Electricity - Basic Navy Training Courses
NAVPERS 10622 - Chapter 8

Chapter 8
the SERIES CIRCUIT
WHY KNOW CIRCUITS?

You have a good chance to outrank the bull in the China shop - just try fooling around with circuits before you know what you're doing! After burning up a few instruments at one hundred dollars per copy, you'll probably wind up electrocuting yourself or your shipmates!
Electrical circuits are the power carriers of the electrical system. When they are connected properly, they are efficient and trouble free. BUT, foul them up by improper connections and they'll put your whole system out of commission.
The few circuits you have been made acquainted with are SIMPLE circuits - only a source, its load, and the connecting wires. Few practical circuits can be so simple. For example, it would be a terrific waste if EVERY electrical load had its OWN generator and its OWN feeders. Imagine the confusion of cables, lines, and wires if every light, every motor, every telephone, every heater, had its own separate feeder lines directly from the dynamo room. For reasons of ECONOMY and EFFICIENCY, therefore, most circuits are, actually VERY COMPLEX. They are designed so that ONE generator can feed MANY electrical loads. But no matter how complex any particular circuit becomes, it is one of three general types - the SERIES, the PARALLEL, or the SERIES-PARALLEL.
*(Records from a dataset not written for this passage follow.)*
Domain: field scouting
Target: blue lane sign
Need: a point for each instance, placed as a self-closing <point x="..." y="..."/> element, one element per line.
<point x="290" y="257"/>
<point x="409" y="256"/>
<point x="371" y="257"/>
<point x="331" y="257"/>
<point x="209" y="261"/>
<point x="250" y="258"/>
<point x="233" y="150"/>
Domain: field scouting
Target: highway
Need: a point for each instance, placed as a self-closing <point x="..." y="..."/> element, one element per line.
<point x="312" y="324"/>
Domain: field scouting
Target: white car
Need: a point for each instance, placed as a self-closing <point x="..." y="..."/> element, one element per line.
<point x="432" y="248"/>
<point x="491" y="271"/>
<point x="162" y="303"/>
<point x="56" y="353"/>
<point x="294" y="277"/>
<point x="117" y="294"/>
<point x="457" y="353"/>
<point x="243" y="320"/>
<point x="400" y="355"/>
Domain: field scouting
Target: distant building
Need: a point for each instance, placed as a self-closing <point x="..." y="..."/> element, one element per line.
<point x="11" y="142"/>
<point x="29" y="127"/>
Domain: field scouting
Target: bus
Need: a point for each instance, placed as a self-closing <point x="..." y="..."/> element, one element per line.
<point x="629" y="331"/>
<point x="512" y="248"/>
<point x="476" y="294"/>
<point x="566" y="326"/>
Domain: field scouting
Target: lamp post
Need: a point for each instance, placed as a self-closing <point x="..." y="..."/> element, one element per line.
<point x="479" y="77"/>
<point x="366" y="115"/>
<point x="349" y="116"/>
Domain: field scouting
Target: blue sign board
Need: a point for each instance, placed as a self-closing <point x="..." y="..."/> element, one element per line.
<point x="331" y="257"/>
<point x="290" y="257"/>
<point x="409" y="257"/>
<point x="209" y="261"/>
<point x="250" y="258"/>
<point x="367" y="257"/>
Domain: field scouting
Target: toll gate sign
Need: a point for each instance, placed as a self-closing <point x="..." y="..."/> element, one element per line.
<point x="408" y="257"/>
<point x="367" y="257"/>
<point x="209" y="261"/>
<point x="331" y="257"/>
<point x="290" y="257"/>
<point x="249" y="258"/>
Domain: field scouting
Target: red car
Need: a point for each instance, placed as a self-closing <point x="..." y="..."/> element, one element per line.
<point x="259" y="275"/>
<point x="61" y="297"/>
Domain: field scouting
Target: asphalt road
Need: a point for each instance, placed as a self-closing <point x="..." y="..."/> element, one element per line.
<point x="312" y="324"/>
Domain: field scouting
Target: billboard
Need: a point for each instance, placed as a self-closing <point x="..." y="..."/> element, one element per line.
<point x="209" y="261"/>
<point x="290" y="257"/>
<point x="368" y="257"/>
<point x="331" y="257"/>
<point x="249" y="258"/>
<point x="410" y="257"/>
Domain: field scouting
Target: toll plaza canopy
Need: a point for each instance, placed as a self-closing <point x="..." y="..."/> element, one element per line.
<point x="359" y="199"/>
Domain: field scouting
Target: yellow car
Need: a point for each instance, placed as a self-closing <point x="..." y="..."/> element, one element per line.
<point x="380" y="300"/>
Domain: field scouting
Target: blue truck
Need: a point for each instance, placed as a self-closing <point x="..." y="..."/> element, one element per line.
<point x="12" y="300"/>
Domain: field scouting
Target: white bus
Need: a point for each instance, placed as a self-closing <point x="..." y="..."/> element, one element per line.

Every electrical load is designed to contain a specific resistance and operate at a certain rated voltage. The resistance of the road controls the amount of current at the rated voltage. The proper type of circuit connection insures the load of its rated voltage and current. Imagine the fireworks if a searchlight got 200 volts instead of 95 volts. Or - you'd wait a long time for chow from a 220 volt galley stove connected on a 110 volt line. Both these things could happen by using incorrect connections.

VOLTAGE IN SERIES CIRCUITS

The first type-the series circuit is a ONE-PATH circuit. You can always recognize a series connection by two facts-it will NEVER HAVE MORE THAN ONE CONDUCTOR CONNECTED TO ANY TERMINAL, and you will find only ONE PATH from source to load (or loads) and back to source.
Figure 37 shows a simple series circuit. In A, a voltmeter is connected across the total resistance. It reads the TOTAL voltage drop of the TOTAL resistance - in this case, 6 volts. notICE that the voltage drop which occurs in the wires is ignored. This is standard practice for short wires because the resistance is very small. But for longer wires, connecting load and source, the resistance is large and the voltage drop is appreciable. It must be considered in the circuit. In B, the voltmeter is connected across only HALF the resistance. In this case, the voltmeter reads one-half of 6 volts or 3 volts, indicating that HALF voltage is used for HALF the resistance. Now connect two voltmeters-each one across half the resistance - as in C. Each voltmeter reads 3 volts. This gives you the law for voltage drops in a series circuit. the TOTAL VOLTAGE IN ANY SERIES CIRCUIT IS the SUM OF ALL the VOLTAGE DROPS. Mathematically the law says -

E_t = E₁ + E₂ + E₃, etc.

when -
      E_t = the total voltage;
      E₁ = the voltage drop of the first load;
      E₂ = the voltage drop of the second load;
      E₃ =the voltage drop of the third load.
In figure 37, E₃ is 0; hence,
     E_t = E₁ + E₂ + E₃, etc.
     6 v. = 3 v. + 3 v. + 0

Figure 37. - Voltage in a series circuit.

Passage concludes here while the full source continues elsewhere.